Like Powell, botanical gardens across the country—once known primarily for growing and showcasing exotic species—are now paying more attention to the nation’s native plants, with many institutions actively promoting and preserving natives. In Colorado, for example, Denver Botanic Gardens—designated a Certified Wildlife Habitat® by the National Wildlife Federation in 2016—helps protect native species by keeping tabs on about 70 of the state’s most rare and endangered plants. “Back in 1995, we began to monitor several populations of skiff milkvetch, a native plant found in the same habitat as Gunnison sage-grouse,” says Rebecca Hufft, associate director of applied conservation for the gardens. “Our data were used by the U.S. Fish and Wildlife Service to propose the plant for listing.”
According to Sarah Beck, a program manager for the American Public Gardens Association, botanical gardens contribute to native plant conservation in several other ways. “Education and outreach are very important,” she says. “Public gardens show people that native plants can be beautiful. They elevate the plants by growing them in a variety of design contexts, from naturalized settings to formal gardens. It changes people’s perception.”

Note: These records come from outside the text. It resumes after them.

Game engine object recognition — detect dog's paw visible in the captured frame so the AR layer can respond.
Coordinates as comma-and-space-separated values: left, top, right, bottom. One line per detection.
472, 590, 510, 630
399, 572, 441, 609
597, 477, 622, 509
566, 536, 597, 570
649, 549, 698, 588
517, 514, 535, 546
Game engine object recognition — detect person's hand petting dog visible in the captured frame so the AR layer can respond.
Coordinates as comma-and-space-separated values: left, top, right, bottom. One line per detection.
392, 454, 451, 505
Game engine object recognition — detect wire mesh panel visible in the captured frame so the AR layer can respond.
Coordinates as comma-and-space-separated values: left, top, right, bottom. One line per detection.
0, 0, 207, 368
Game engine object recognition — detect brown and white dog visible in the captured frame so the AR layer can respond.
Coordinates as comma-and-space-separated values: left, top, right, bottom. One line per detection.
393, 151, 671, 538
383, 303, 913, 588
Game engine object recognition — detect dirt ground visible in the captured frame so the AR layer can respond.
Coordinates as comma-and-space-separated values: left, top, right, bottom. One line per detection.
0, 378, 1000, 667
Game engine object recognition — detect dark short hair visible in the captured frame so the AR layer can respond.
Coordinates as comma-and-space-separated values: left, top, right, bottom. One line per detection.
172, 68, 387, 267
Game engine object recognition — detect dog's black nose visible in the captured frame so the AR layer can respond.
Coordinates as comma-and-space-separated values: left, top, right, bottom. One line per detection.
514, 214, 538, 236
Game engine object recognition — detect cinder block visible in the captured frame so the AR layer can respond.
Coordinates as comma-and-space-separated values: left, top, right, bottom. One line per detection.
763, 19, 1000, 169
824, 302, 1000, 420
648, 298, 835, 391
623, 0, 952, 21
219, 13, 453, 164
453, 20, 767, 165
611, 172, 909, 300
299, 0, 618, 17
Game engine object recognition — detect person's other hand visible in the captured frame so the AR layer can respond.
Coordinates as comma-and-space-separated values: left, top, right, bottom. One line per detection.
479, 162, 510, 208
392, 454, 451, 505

“At botanical gardens, people can see firsthand what native plants look like,” agrees Mary Phillips, director of NWF’s Garden for Wildlife™ program. “It helps them get a sense of what will work in their own yards.” She says more than 50 botanical gardens across the country have been certified by the Federation. One, the U.S. Botanic Garden in Washington, D.C., became NWF’s 100,000th certified habitat in 2008. Phillips says the garden’s extensive collection of plants native to the Mid-Atlantic is an inspiration to gardeners who visit from throughout the region.
On the other side of the country, in southern California, tiny Manhattan Beach Botanical Garden also teaches visitors about natives. This NWF-certified habitat grows drought-tolerant, indigenous grasses, sages, shrubs and trees on slightly less than an acre and encourages people to cultivate similar plants in their own yards. Garden staff also hold free classes on sustainable landscaping, composting and rainwater harvesting.
Seeds in the Bank
Other gardens collect and store plant seeds as part of a highly specialized undertaking called seed banking. One program focusing specifically on natives is Seeds of Success East, the extension of an effort launched more than a decade ago in western states by the federal Bureau of Land Management. In 2015, the program expanded to help restore Mid-Atlantic habitat devastated by Superstorm Sandy.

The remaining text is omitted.